2.4. Statistical Analysis

The results are expressed as mean ± SD. Results were analyzed using GraphPad Prism^® 5.0 (GraphPad Software, San Diego, CA, USA). One-way ANOVA and the Bonferroni post hoc test were used to evaluate statistically significant alterations between different phenotypes, and the chi-square test was performed to assess the association between the phenotypes and the number and size of metastases. p-values less than 0.05 were considered statistically significant.

3. Results

3.1. MEF2C Expression Pattern in BCBM

To understand if MEF2C expression and nuclear translocation at later stages of tumorigenesis observed in our previous mouse studies [23] are translatable to humans, we analyzed MEF2C expression in resected BM from women with BC. To assess whether cells expressing MEF2C are tumor cells, double staining was performed with an epithelial tumor marker, pan Cytokeratin [6]. We found that BCBM expressed MEF2C (Figure 1). Interestingly, several MEF2C labeling patterns, corresponding to different cellular locations, were detected. This led to the categorization of patients into three phenotypes (P): P1, with MEF2C extranuclear location; P2, where ~50% cells presented extranuclear location and ~50% presented overall cell staining; and P3, where 100% cells presented overall cell staining (Figure 1a,b). Within the 24 studied cases, 3 (12.5%) exhibited P1, 10 (41.7%) displayed P2, and 11 (45.8%) presented P3. Further, we analyzed if these phenotypes were associated with the metastases number (solitary or multiple) and tumor size (1–≤ 3 or 3–6 cm). We observed that the increase in metastases number was accompanied by a decrease in the percentage of cases with P1 (from 22 to 8%) and P2 (from 56 to 33%), and an increase in the percentage of P3 cases (from 22 to 58%) (Figure 1c). Similarly, a decrease in the percentage of cases with P1 (from 29 to 11%) and P2 (from 57 to 33%) together with an increase in cases with P3 (from 14 to 56%) occurred as the tumor size increased (Figure 1d). These results point to an association between the nuclear translocation of MEF2C and the severity of tumorigenesis. Accordingly, a trend to statistical significance was observed for metastases number and size as MEF2C assumes a nuclear location (p = 0.0980 and p = 0.0907, respectively, chi-square test, performed for P1 + P2 versus P3).
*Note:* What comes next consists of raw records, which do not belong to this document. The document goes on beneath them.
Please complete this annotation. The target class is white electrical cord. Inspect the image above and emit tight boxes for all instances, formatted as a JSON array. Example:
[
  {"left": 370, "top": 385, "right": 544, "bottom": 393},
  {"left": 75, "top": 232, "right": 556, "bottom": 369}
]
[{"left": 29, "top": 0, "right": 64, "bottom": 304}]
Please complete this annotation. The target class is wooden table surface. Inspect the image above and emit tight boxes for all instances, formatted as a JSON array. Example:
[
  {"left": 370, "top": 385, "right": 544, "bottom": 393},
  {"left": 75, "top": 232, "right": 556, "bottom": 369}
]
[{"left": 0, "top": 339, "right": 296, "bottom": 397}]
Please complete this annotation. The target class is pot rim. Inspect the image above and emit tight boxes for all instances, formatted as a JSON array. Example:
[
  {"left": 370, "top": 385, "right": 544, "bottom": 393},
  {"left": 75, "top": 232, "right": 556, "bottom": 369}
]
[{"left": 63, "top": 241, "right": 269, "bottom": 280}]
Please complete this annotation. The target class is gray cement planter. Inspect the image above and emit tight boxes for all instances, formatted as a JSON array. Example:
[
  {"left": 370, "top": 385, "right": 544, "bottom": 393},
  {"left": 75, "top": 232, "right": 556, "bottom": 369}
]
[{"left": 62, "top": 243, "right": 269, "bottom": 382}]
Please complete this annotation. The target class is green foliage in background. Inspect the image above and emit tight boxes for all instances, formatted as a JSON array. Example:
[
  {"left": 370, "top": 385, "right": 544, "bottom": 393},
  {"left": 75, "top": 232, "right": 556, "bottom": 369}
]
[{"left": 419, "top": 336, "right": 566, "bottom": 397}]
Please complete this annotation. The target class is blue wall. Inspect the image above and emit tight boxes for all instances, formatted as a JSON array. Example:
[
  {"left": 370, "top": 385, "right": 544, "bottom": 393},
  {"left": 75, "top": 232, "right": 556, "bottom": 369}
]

To understand whether the MEF2C expression pattern was specific to BCBM, we analyzed 10 brain tissue samples derived from glioma patients as non-BCBM controls. IF staining revealed that MEF2C expression is nearly absent in these non-BCBM controls (Figure 1e), suggesting that the TF expression observed in human BCBM is specific to this disease.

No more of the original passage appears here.